Philippe Garrel cité dans : Stéphane Delorme, art. cit., p. 314.

384.

Nicole Brenez, « Le Grand style de l’époque » in Trafic n° 39, Automne 2001, p. 65. Dans les premières lignes de cet article consacré à Baise-moi (France, 2000) de Virginie Despentes et Coralie Trinh Thi, qui selon Nicole Brenez se situe sur le versant d’un « sublime de l’affranchissement formel », elle peut écrire : « Baise-moi […] constitue le style le plus avancé de son temps. Baise-moi relève de ce grand style dont l’époque a besoin et qui la représentera, à la manière dont Un chien andalou de Buñuel (1928) ou Une simple histoire de Marcel Hanoun (1958) ou Le Berceau de cristal de Philippe Garrel (1975) représentent la leur, précisément parce qu’il n’ont pas craint d’en remontrer à l’histoire qui leur était contemporaine. » 

385.

Robert Klein, La Forme et l’intelligible (1970), Gallimard, coll. « TEL », 1983, p. 393. Cette définition est d’autant plus à même d’intéresser le cinéma qu’elle se veut transversale à tous les arts et est construite sans référence aucune au maniérisme pictural.
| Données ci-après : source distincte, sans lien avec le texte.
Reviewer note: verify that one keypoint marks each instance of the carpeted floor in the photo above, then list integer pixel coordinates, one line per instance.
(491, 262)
Pour un panorama sur la question du maniérisme au cinéma et des tentatives de synthèse de la conception de Robert Klein, on se reportera au numéro 66 de la revue La Licorne, entièrement consacré à la question. Cf. Gilles Ménégaldo et Véronique Campan (dir.), « Du maniérisme au cinéma », La Licorne n° 66, 2003.

386.

Alain Bergala, « D’une certaine manière » in Cahiers du cinéma n° 370, avril 1985, p. 11.

387.

Robert Klein voit dans le « virtuosisme » un phénomène constitutif du maniérisme. Cf. art. cit., p. 393.

388.

« Que signifie ce mouvement d’appareil apparemment gratuit », demande Thomas Lescure. La réponse de Philippe Garrel peut sembler typiquement maniériste : « […] je ne saurais dire ce qu’il signifie, le sens, pour moi, doit surgir de la vision des films, si des mots pouvaient l’exprimer immédiatement, je ne tournerais pas. » Cf. Une caméra à la place du cœur, op. cit., p. 61.